AMOS usa manipulação psicológica em vez de exploração técnica.
Essa abordagem está se tornando cada vez mais proeminente, com pesquisadores observando táticas de engenharia social semelhantes em várias campanhas de infostealer do macOS ao longo de 2025 e início de 2026.
O AMOS foi responsável por quase 40% de todas as atualizações de proteção do macOS distribuídas pela Sophos em 2025, mais que o dobro da taxa de detecção de outras famílias de malware do macOS durante o mesmo período.
Além disso, quase metade de todos os relatórios de clientes ladrões de macOS nos últimos três meses estavam relacionados ao AMOS ou suas variantes.
As empresas de segurança têm rastreado esta operação de malware como serviço desde pelo menos abril de 2023, com campanhas notáveis incluindo uma variante chamada SHAMOS relatada pela CrowdStrike em agosto de 2025.
Em dezembro de 2025, a Huntress documentou a propagação de infecções por meio de resultados de pesquisa prejudiciais relacionados a conversas do ChatGPT e do Grok.
Como o malware coleta senhas e dados
Depois que o comando inicial do terminal executa o script de inicialização, o malware solicita imediatamente ao usuário a senha do sistema macOS.
O malware então verifica essas credenciais localmente usando um comando simples de serviço de diretório e as armazena em um arquivo oculto chamado .pass no diretório inicial do usuário.
Quando a senha é protegida, o AMOS baixa uma carga secundária que remove atributos estendidos para ignorar os avisos de segurança do macOS.
O Stealer também consulta os dados do system_profiler em busca de métricas como QEMU, VMware e KVM para determinar se ele está sendo executado em uma máquina virtual ou ambiente sandbox.
O malware então coleta uma ampla gama de informações confidenciais, incluindo o banco de dados de chaves do macOS. Credenciais do navegador, arquivos de armazenamento estendido e tokens de sessão local no Firefox e no Chrome.
Algumas variantes também distribuem aplicativos falsos Ledger Wallet e Trezor Suite projetados para roubar sementes e credenciais de carteiras de criptomoedas.
Todos os arquivos coletados são compactados em um único arquivo usando o utilitário idem antes de serem enviados a um servidor controlado pelo invasor por meio de uma solicitação curl POST.
Para manter o acesso a longo prazo, o malware instala o LaunchDaemon, que garante o lançamento automático sempre que o sistema é reinicializado.

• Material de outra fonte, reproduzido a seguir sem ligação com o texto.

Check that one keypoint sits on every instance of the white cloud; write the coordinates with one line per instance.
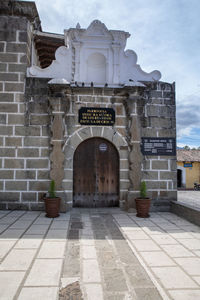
(165, 35)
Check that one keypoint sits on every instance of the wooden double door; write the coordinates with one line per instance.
(96, 174)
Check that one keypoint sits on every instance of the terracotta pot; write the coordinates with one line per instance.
(142, 207)
(52, 207)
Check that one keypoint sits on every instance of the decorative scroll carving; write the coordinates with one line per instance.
(58, 105)
(71, 61)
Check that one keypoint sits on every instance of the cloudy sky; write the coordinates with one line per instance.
(165, 34)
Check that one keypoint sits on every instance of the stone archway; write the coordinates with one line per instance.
(96, 174)
(83, 134)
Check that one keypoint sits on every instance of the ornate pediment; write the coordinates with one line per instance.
(96, 28)
(96, 55)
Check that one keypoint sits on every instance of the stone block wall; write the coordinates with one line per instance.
(39, 129)
(18, 156)
(160, 172)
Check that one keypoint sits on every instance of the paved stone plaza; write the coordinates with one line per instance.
(98, 254)
(190, 198)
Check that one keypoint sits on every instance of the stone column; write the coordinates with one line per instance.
(77, 46)
(116, 50)
(59, 105)
(134, 140)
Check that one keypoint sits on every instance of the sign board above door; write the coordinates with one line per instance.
(96, 116)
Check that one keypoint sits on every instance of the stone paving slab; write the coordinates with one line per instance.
(98, 254)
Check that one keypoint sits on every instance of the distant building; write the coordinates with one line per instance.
(78, 108)
(188, 168)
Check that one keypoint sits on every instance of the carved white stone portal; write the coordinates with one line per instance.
(96, 55)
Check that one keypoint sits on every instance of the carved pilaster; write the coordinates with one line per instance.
(116, 49)
(58, 108)
(77, 46)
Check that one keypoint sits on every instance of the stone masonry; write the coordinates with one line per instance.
(39, 129)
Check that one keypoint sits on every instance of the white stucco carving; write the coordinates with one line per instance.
(95, 55)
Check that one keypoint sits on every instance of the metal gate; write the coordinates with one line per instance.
(96, 174)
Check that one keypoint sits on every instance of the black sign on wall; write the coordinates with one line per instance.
(158, 146)
(96, 116)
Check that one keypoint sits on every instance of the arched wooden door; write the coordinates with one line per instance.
(96, 174)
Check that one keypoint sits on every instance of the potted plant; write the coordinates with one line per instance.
(143, 202)
(52, 203)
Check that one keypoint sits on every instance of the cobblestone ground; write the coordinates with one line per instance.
(98, 254)
(190, 198)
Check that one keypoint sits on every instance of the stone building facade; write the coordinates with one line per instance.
(40, 127)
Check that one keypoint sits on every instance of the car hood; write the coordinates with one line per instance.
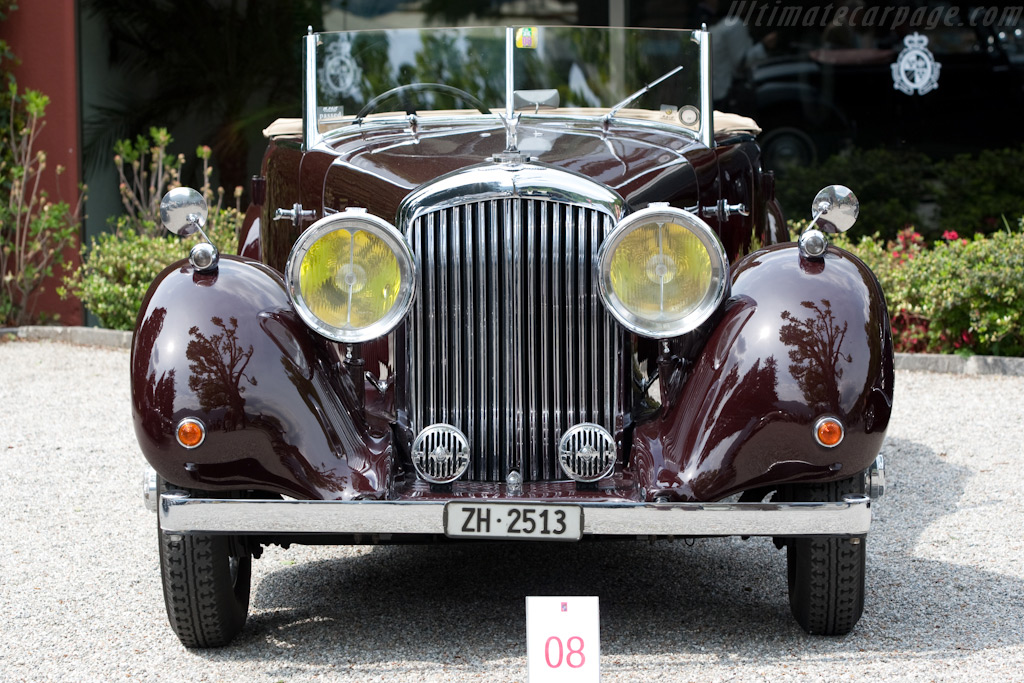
(640, 164)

Apesar da seriedade do AMOS, vale a pena questionar se os fornecedores de segurança estão exagerando na novidade do AMOS, visto que o Infostealer tem como alvo os sistemas Windows há quase duas décadas.
A forte dependência do malware no consentimento do usuário (alguém deve estar disposto a colar e executar um comando de terminal) cria uma barreira significativa que usuários experientes em tecnologia podem facilmente contornar.
Além disso, as melhorias contínuas da Apple no Gatekeeper, XProtect e nos requisitos de reconhecimento de firma podem tornar o AMOS significativamente ineficaz após algumas atualizações do sistema operacional.
O risco real pode estar menos no próprio AMOS e mais na verdade inconveniente de que nenhuma plataforma está protegida de usuários que ignoram avisos básicos de segurança.